“I’ve no one but you,” she cried, “no one, no one!”
For several minutes they embraced each other in silence—the girl’s breast quivering with the after-sighs of her emotion and their tears mingling together and falling on Mr. Quincunx’s beard. Had Gladys Romer beheld them at that moment she would certainly have been strengthened in her healthy-minded mocking contempt for sentimental “slobbering.”
When they had resumed a more normal mood their conversation continued gently and quietly.

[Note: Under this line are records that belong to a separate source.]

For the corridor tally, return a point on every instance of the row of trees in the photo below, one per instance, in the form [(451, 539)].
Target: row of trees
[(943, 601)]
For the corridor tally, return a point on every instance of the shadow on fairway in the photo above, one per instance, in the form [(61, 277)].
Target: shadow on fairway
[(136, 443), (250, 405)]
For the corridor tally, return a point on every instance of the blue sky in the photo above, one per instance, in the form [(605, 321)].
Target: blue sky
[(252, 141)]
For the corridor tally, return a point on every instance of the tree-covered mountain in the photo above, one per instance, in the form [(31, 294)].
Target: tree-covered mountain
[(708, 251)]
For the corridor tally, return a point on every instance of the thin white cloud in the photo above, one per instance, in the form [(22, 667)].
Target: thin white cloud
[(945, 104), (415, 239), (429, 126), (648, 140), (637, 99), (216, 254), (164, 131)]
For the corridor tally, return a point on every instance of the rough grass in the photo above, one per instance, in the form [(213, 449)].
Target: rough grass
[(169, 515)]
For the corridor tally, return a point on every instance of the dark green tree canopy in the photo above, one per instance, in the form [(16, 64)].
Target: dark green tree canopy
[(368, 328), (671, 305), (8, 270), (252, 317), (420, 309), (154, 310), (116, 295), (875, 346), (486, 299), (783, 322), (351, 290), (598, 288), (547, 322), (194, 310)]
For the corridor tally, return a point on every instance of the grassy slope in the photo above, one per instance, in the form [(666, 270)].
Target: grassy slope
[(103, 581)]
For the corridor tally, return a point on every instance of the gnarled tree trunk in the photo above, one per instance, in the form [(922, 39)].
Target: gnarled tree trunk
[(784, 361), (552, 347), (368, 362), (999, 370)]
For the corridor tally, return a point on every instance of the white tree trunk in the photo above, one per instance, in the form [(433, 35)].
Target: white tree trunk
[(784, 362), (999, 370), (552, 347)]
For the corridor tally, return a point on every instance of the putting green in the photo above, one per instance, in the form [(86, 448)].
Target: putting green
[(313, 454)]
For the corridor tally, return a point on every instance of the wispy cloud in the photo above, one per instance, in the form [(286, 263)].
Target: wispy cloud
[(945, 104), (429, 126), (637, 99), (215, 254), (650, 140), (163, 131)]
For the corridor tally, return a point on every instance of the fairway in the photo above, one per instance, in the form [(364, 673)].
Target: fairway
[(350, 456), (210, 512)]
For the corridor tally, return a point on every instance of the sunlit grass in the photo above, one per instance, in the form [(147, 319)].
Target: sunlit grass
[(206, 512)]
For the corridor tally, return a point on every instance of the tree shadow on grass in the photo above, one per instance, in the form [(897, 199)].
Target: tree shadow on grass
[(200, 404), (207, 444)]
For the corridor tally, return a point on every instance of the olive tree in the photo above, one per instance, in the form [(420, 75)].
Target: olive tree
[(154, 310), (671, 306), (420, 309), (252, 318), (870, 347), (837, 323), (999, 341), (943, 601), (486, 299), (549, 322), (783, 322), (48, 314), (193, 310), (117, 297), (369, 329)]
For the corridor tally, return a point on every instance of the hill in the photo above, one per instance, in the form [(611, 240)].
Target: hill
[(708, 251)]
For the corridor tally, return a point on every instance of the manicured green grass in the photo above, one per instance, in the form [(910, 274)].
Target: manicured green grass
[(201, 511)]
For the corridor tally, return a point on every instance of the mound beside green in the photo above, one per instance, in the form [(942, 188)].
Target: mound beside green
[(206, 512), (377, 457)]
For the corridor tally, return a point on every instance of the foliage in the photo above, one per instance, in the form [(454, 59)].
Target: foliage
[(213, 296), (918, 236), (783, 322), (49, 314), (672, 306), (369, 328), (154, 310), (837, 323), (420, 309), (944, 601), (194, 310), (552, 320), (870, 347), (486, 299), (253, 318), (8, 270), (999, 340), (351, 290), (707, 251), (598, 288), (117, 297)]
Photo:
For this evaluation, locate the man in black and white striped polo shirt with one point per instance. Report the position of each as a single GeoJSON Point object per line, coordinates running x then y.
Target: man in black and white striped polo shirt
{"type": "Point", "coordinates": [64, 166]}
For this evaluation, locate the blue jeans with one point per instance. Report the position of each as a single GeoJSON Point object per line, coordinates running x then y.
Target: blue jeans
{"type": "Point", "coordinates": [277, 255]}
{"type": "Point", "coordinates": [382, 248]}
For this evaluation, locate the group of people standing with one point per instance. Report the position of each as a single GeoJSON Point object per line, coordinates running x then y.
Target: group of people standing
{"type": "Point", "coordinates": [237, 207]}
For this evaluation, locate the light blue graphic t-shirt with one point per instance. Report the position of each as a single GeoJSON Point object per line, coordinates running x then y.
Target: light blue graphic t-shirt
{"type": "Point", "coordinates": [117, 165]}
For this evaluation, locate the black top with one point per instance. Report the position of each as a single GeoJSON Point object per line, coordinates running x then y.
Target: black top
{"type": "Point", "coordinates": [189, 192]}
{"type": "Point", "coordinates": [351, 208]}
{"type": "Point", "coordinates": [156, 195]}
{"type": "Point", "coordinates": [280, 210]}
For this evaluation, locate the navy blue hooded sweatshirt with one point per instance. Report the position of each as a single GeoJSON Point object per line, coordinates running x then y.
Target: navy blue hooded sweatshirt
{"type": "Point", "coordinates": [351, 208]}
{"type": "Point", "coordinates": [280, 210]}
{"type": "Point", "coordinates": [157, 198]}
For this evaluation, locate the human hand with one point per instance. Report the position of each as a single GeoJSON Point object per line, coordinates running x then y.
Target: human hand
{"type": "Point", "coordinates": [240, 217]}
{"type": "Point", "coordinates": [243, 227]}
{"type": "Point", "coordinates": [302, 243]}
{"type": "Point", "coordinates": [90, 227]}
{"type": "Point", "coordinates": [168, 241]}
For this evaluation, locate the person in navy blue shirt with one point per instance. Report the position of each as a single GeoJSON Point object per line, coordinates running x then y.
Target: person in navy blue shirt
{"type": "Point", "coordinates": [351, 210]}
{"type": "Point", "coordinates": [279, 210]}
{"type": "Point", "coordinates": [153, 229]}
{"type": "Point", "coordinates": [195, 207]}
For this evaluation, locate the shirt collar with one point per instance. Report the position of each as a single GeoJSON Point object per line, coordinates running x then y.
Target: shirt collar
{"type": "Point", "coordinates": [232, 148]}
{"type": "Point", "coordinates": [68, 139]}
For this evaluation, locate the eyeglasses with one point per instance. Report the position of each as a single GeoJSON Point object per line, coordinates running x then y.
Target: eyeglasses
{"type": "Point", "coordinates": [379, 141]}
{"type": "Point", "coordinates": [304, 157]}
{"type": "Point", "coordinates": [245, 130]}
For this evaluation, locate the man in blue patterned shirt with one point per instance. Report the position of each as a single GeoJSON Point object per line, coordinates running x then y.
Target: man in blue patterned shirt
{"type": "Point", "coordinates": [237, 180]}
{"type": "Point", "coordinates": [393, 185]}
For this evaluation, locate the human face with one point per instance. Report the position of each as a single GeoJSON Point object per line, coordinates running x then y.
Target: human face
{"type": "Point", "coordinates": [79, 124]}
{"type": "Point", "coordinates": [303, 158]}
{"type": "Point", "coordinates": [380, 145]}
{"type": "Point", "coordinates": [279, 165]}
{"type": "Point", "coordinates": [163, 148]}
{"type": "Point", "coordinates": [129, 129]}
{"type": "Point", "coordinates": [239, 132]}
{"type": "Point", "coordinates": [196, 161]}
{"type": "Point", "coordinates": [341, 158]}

“Of course you are right,” said Mr. Quincunx. “I am not really happy at the office. Who could be happy in a place of that kind? But it is my life—and one has to do what one can with one’s life! I have to pretend to myself that they like me there, and that I am making myself useful—otherwise I simply could not go on. I have to pretend. That’s what it is! It is my pet illusion, my little fairy-story. It was that that made me get angry with you—that and the devil. One doesn’t like to have one’s fairy-stories broken into by the brutal truth.”
“Poor dear!” said Lacrima softly, stroking his hand with a gesture of maternal tenderness.
“If there was any hope of this wretched business coming to an end,” Maurice went on, “it would be different. Then I would curse all these people to hell and have done with it. But what can I do? I am already past middle age. I shouldn’t be able to get anything else if I gave it up. And I don’t want to leave Nevilton while you are here.”
The girl looked intently at him. Then she folded her hands on her lap and began gravely.
“I have something to tell you, Maurice dear. Something very important. What would you say if I told you that it was in my power to set you free from all this and make you happy and comfortable for the rest of your life?”
An invisible watcher from some more clairvoyant planet than ours would have been interested at that moment in reading the double weakness of two poor Pariah hearts. Lacrima, brought back from the half-insane attitudes of her heroic resolution by the intermission of natural human emotion, found herself on the brink of half-hoping that her friend would completely and indignantly refuse this shameful sacrifice.
“Surely,” her heart whispered, “some other path of escape must offer itself for them both. Perhaps, after all, Vennie Seldom might discover some way.”